We investigated operation of a planar MAPbI(3) solar cell with respect to intensity variation ranging from 0.01 to 1 sun. Measured J-V curves consisted of space-charge-limited currents (SCLC) in a drift-dominant range and diode-like currents in a diffusion-dominant range. The variation of power-law exponent of SCLC showed that charge trapping by defects diminished as intensity increased, and that drift currents became eventually almost ohmic. Diode-like currents were analysed using a modified Shockley-equation model, the validity of which was confirmed by comparing measured and estimated open-circuit voltages. Intensity dependence of ideality factor led us to the conclusion that there were two other types of defects that contributed mostly as recombination centers.

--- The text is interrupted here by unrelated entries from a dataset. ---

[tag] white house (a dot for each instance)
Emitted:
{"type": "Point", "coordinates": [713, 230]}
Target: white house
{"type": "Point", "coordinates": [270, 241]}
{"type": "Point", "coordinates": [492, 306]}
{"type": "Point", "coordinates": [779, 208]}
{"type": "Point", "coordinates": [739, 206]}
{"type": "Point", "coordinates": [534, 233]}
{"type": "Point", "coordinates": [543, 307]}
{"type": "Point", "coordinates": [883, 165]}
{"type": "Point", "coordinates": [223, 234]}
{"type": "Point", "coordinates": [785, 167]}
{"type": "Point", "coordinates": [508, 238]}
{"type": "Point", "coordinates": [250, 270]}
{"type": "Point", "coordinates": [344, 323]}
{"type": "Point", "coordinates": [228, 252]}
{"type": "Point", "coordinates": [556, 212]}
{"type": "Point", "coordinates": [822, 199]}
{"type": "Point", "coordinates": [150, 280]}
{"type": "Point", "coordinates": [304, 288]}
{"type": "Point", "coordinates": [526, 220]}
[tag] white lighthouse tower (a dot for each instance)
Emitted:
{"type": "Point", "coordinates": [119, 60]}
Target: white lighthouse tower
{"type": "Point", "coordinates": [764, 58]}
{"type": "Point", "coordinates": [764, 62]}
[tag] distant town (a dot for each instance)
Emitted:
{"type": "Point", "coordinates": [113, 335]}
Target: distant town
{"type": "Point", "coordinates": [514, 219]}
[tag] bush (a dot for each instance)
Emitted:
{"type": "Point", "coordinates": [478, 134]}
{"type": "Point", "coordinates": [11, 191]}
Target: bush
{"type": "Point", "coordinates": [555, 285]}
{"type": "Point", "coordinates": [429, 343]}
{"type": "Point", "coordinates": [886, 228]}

At low intensities, monomolecular recombination occurred due to one of these defects in addition to bimolecular recombination to result in the ideality factor of similar to 1.7. However, at high intensities, another type of defect not only took over monomolecular recombination, but also dominated bimolecular recombination to result in the ideality factor of similar to 2.0. These ideality-factor values were consistent with those representing the intensity dependence of loss-current ratio estimated by using a constant internal-quantum-efficiency approximation. The presence of multiple types of defects was corroborated by findings from equivalent-circuit analysis of impedance spectra.